Things got going in Sept. 2025, when we started seeing AI-coding signals appear more often. Signs grew louder starting in November, then a real jump came in February when these signals became much more prevalent and consistent. I’m willing to bet this is the release of Anthropic’s models Opus 4.5 (Nov. 24) and 4.6 (Feb. 5), along with competitive models from OpenAI and Google, which represented leaps in coding quality and tool maturity.
Without talking to newsrooms I can only see what’s left behind in open-source repos, intentionally or incidentally. The AI-coding signals I looked for included:
- A CLAUDE.md file — Anthropic’s convention — or AGENTS.md, the standard jointly backed by Google, OpenAI, Cursor, and others. Both are project documentation files that developers write (or, more commonly, have their AI agents write) and the agent reads at the start of every session to learn the codebase’s conventions and architectural decisions.
- Contribution credit that an AI agent gave itself (with the author’s permission).

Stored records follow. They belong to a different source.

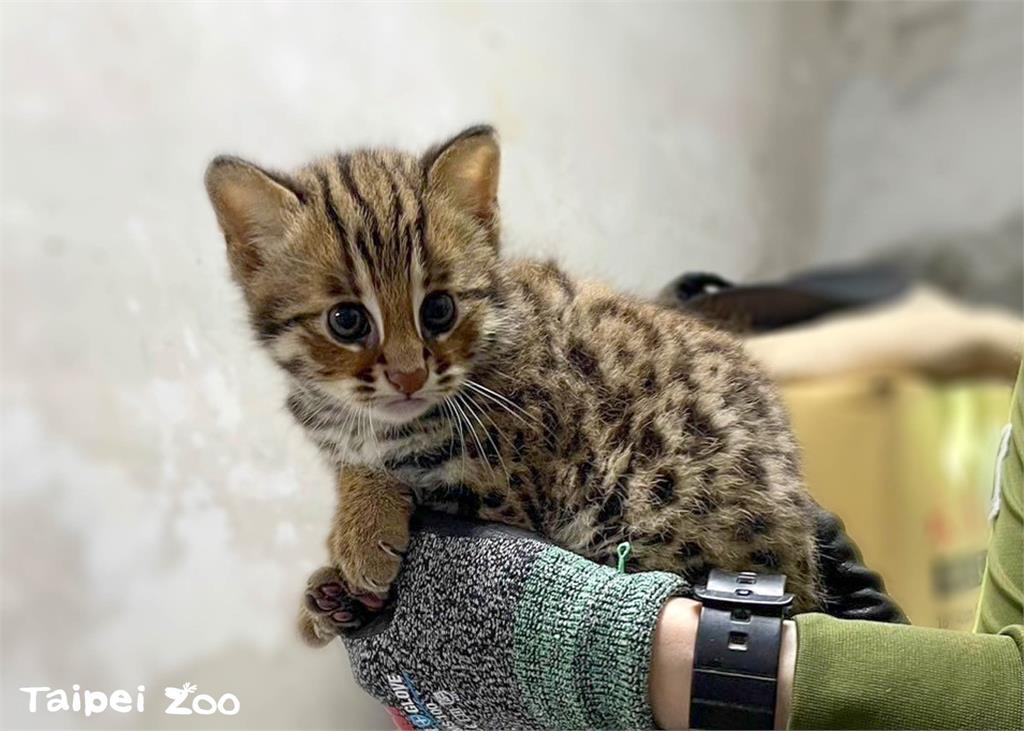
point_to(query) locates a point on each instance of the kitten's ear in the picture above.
(466, 168)
(253, 208)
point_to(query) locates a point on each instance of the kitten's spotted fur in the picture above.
(553, 404)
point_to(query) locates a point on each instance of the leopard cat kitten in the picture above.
(431, 371)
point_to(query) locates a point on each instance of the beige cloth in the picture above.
(924, 331)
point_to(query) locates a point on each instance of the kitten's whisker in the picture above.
(472, 430)
(487, 433)
(495, 394)
(529, 420)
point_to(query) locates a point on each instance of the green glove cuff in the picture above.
(583, 641)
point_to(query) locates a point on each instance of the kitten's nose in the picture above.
(409, 382)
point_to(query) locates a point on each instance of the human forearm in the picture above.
(672, 665)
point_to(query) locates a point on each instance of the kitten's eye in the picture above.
(348, 323)
(437, 312)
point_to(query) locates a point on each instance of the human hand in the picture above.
(492, 628)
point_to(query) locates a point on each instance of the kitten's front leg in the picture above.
(368, 538)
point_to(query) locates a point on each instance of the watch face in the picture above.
(736, 653)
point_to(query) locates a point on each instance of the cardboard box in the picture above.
(907, 465)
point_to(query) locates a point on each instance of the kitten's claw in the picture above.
(330, 608)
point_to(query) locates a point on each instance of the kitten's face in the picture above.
(370, 276)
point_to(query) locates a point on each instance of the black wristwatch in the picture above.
(735, 659)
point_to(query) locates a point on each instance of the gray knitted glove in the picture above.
(494, 629)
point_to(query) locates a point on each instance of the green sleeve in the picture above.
(859, 675)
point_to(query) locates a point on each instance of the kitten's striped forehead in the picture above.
(374, 202)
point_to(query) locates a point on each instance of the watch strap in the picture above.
(735, 662)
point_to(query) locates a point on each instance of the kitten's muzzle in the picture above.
(408, 382)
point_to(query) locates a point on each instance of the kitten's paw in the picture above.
(331, 608)
(369, 557)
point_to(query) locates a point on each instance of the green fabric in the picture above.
(1003, 584)
(858, 675)
(605, 624)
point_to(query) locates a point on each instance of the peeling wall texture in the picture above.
(160, 510)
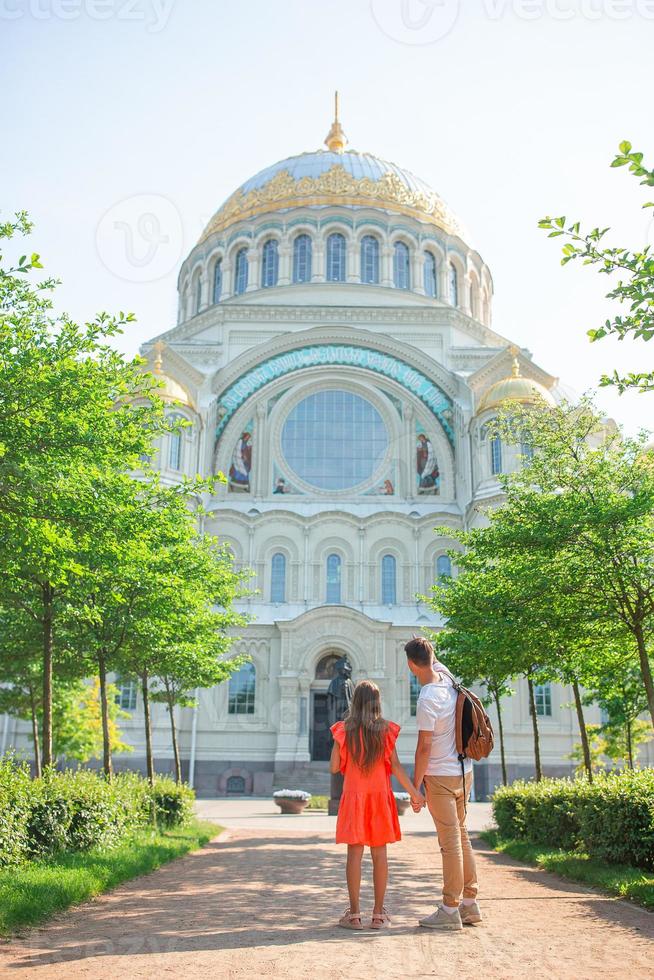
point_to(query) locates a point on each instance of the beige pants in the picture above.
(445, 800)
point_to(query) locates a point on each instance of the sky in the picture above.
(128, 122)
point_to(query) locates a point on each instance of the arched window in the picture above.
(241, 271)
(473, 298)
(217, 280)
(270, 264)
(333, 579)
(175, 445)
(242, 685)
(429, 275)
(496, 455)
(369, 259)
(278, 578)
(443, 567)
(389, 590)
(543, 699)
(401, 276)
(302, 259)
(454, 285)
(336, 258)
(126, 692)
(414, 691)
(325, 668)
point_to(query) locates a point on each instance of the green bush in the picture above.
(611, 819)
(15, 785)
(75, 811)
(173, 802)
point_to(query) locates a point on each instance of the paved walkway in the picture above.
(251, 813)
(263, 903)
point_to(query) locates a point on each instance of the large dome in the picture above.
(329, 177)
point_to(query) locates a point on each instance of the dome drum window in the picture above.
(429, 275)
(453, 285)
(241, 271)
(334, 440)
(217, 280)
(336, 258)
(370, 260)
(401, 271)
(270, 264)
(302, 259)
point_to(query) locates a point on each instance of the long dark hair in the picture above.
(365, 729)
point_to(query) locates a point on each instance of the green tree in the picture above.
(77, 722)
(634, 287)
(583, 509)
(71, 408)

- AI-agent artifacts explicitly excluded from the public repo using a
.gitignorefile.
CLAUDE.md files are written in plain English, though they can and usually do include code snippets and deeply technical information. Because they’re meant to be used by an AI agent to pick a project back up between sessions, they tend to be very useful documents even for humans who need to familiarize themselves (or their AI agents) with the codebase so they can use or extend it without breaking it.
I find CLAUDE.md and AGENTS.md files particularly interesting. They have the potential to make open-source releases far more useful. Well-written documentation is rarely a top priority for newsroom coders. In fact one of the reasons newsrooms cited for open-sourcing less often was the time burden required by, among other things, writing good documentation. Sharing the documentation the project naturally produces anyway makes that problem much smaller.
Some examples of these files:
- OpenSanctions’ followthemoney, its shared data model for sanctions data, used in many investigative newsrooms.
- ProPublica’s CLAUDE.md for its Google Sheets add-on for document-processing tasks.
- CalMatters’ AGENTS.md for its Prop 50 voter-analysis notebook.
Finding AI-coding signals in a third of new repos is not the same as saying only a third of newsrooms are vibe coding. The number is certainly higher. Two caveats in my analysis:
Although I excluded empty repositories (there are a surprising number of these), I wasn’t able to exclude data-only repos. Detecting these is a nontrivial problem as repos meant to share data often include a Jupyter Notebook or the code used to process the data. And while data-sharing repos don’t typically include AI-coding signals, there’s no reason they can’t now or in the future, so I decided it was best to be broad in what I included.
Also, some AI agents and developer tools leave no artifacts at all, and those I can’t catch. For agents that do leave artifacts, I checked both the committed files in the repo and inside the .gitignore file, where developers list files they want to keep on their own machine but not share publicly.
Finally, of course, there’s all the code that newsrooms write that is never open-sourced.
For context, a 2025 survey by Stack Overflow put the share of developers using or planning to use AI coding tools at 84%, with 73% of engineering teams reporting daily use.
GitHub is straining to keep up. Its COO said in April that the platform is now processing 275 million commits a week, putting it on pace for 14 billion this year — up from 1 billion in all of 2025. AI agents now drive more than one in five code reviews on the platform, and according to The Information, pull requests opened by agents grew from about 4 million in September 2025 to over 17 million by March 2026 — on roughly the same timeline my research shows newsroom signals taking off.